Gochu jang is a fermented hot pepper paste that has a history of over 1,000 years in Korea. It’s a savory, spicy and pungent fermented Korean condiment made from malt, red chili, sweet rice, sea salt, etc.
What do you do with Gochu jang?
There are so many things you can do with Gochu Jang!
Flavor any soup, stew, hot pot, etc.
Make your signature marinade or dipping sauce for chips, BBQ and more.
Make a dressing for salad, noodles, fried chicken.
Add a bit of Gochu jang to your stir-fry.
Rub your vegetables or meat with Gochu jang before roasting them in the oven!
How is our Gochu jang different from others?
We make Gochu Jang from start to end in our San Francisco facility because that’s the only way we can control ingredients and the way of making it. We don’t use wheat, fructose corn syrup, MSG, or any preservatives. We use old school (good & real) ingredients such as sweet rice flour, rice syrup, sea salt, etc. We make Gochu jang the way Korean grandmothers make it, starting with steeping malt in the water. Our Gochu jang is made by specially trained people (not machines) using a pot, wooden paddle, hemp bag, and a thermometer.
What is the best way to store Gochu jang?
We recommend storing Gochu jang in a dark/cool area or preferably refrigerated all the time.
Do you have any good recipe using Gochu jang?
We have several very nice recipes you can try in our Recipes section. Please check back often as we keep posting new recipes.
How long does Gochu jang last once opened?
Our Gochu jang is naturally fermented, so please keep it refrigerated at all times, even before opening.
The color of Gochu jang has changed. Why is that?
As Gochu jang ferments over time, its color may change from bright/light red to deep/dark red.
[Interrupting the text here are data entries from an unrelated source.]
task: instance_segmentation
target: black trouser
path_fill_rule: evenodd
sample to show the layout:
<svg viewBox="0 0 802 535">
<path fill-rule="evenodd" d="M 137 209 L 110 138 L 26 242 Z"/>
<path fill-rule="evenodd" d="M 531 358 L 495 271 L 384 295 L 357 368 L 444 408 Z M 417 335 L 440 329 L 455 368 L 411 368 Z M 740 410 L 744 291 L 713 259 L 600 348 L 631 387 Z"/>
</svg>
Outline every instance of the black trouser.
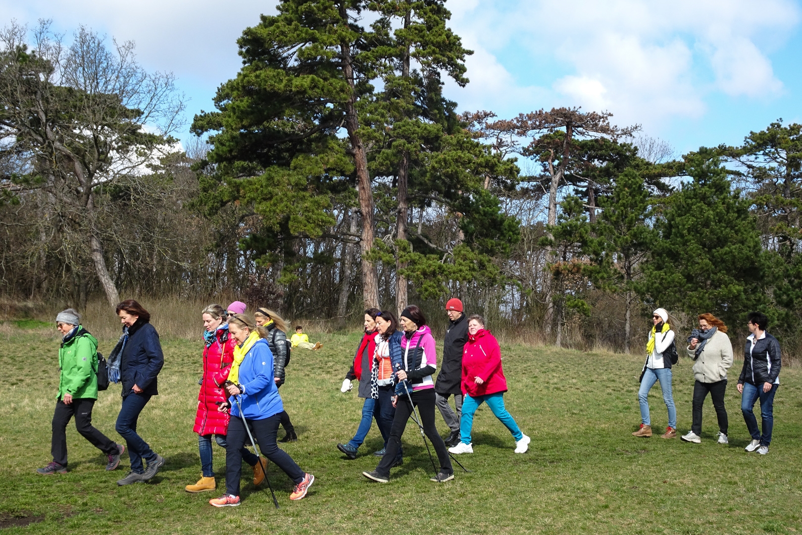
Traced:
<svg viewBox="0 0 802 535">
<path fill-rule="evenodd" d="M 51 454 L 53 460 L 67 466 L 67 424 L 70 419 L 75 417 L 75 429 L 81 436 L 106 455 L 117 453 L 117 444 L 107 436 L 92 427 L 92 407 L 94 399 L 72 399 L 67 405 L 59 400 L 53 412 L 53 436 L 51 440 Z"/>
<path fill-rule="evenodd" d="M 702 434 L 702 406 L 704 404 L 704 399 L 707 397 L 707 392 L 710 392 L 710 397 L 713 399 L 713 407 L 715 408 L 715 415 L 719 418 L 719 431 L 727 434 L 729 423 L 727 419 L 727 409 L 724 407 L 724 391 L 726 390 L 726 379 L 715 383 L 696 381 L 694 383 L 694 419 L 691 425 L 691 431 L 697 435 Z"/>
<path fill-rule="evenodd" d="M 295 484 L 303 480 L 304 471 L 301 469 L 286 452 L 276 444 L 276 434 L 281 415 L 274 414 L 263 419 L 249 419 L 253 440 L 259 444 L 259 452 L 284 470 Z M 225 437 L 225 492 L 233 496 L 240 495 L 240 477 L 242 472 L 242 447 L 250 444 L 248 432 L 242 419 L 232 415 L 229 423 L 229 434 Z"/>
<path fill-rule="evenodd" d="M 412 404 L 418 407 L 418 414 L 420 415 L 421 425 L 423 426 L 423 432 L 429 437 L 431 444 L 437 452 L 437 459 L 440 462 L 440 472 L 451 474 L 454 472 L 452 468 L 451 459 L 448 457 L 448 450 L 443 442 L 437 428 L 435 426 L 435 389 L 426 388 L 418 390 L 411 393 L 412 401 L 406 395 L 399 396 L 395 403 L 395 416 L 393 418 L 393 425 L 390 429 L 390 440 L 387 440 L 387 449 L 384 452 L 384 456 L 376 467 L 376 472 L 380 476 L 385 477 L 390 475 L 390 467 L 395 462 L 395 457 L 401 449 L 401 436 L 407 427 L 407 421 L 410 415 L 412 414 Z M 417 424 L 415 424 L 417 425 Z M 416 434 L 418 432 L 415 432 Z"/>
</svg>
Sometimes the top surface is darker because the top layer has a direct contact with air. In either case, it’s totally fine to enjoy your Gochu jang.
We have bought your Gochu jang several times now and notice the color of your Gochu jang is not always the same. Any reason?
At the point you buy our Gochu jang, it may have been 6 months fermented or 1 year fermented. The color tends to change over time. Also, we make our Gochu jang by hands so the color may be slightly different from batch to batch.
Does the taste of Gochu jang change over time?
It’s a bit like wine. The taste becomes deeper, more complex, and slightly sweeter. The older it gets, the better it tastes!